Tensor raw memory organization


I am developing models that are exported through ONNX and used by TensorRT. However, I am not observing the same results (not even similar) for the same images processed by the two executors (native pytorch and tensorrt). My first hunch was data loading and memory organization.

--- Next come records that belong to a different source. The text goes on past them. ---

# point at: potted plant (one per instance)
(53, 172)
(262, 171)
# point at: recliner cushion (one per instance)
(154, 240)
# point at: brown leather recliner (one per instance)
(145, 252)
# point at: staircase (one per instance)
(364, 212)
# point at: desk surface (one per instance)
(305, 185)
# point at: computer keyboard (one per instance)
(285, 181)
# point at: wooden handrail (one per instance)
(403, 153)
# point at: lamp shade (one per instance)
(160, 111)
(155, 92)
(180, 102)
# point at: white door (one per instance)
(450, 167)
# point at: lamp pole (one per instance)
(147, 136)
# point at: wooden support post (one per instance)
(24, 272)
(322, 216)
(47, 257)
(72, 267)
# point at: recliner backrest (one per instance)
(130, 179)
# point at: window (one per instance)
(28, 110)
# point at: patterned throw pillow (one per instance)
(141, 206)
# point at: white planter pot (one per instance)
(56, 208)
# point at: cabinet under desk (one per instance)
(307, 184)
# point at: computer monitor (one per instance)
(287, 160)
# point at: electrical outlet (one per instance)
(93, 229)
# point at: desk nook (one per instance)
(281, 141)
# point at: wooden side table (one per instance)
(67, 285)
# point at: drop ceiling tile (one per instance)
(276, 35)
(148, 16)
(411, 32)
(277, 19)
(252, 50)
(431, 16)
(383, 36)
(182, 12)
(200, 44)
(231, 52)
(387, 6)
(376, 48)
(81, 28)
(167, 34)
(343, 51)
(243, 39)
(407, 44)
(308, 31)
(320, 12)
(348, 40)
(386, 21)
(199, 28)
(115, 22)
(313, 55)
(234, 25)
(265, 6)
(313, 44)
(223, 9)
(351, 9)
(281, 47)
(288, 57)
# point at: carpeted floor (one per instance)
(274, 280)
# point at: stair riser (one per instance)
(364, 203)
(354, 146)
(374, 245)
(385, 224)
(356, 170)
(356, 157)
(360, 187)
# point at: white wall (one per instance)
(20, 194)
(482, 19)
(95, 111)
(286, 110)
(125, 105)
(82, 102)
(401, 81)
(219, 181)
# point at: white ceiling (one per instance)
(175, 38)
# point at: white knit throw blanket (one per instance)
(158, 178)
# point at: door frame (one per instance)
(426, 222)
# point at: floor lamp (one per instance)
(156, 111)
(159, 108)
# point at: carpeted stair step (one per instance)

I want to compare the memory fed into executors and be sure that different executors work over the same data.

The questions:
How is tensor organized in raw memory?
Where is up in the image loaded by torchvision.io.read_image or is origin in upper left corner or lower left corner?
How do I print out raw memory of tensor? One of the things I tried print(X.data_ptr().to_bytes(batchchannelsheightwidth(4 bytes per float), sys.byteorder)) however, I got a lot of \x00\x00\x00\x00\x00\x00\x00\x00\x00\x00\x00\x00\x00\x00\x00\x00\x00\x00\x00\x00\x00\x00\x00\x00… which seems incorrect

In TensorRT the memory is organized following:

  • batch offset → w*h*c*i; where i is batch number
  • channel offset → batch offset + w*h*i; where i is channel index
  • row offset → channel offset + w*i; where i is image row index
  • data element (column element) → row offset + i; where i is element index
    Assuming that the pointer is of matching data type.
    Where w is width, h is height, c is number of channels, and origin of the image is in upper left corner.

By default PyTorch uses the channels-first layout as [batch_size, channels, height, width].
I’m not familiar with your use case, but wouldn’t the torch_tensorrt module work?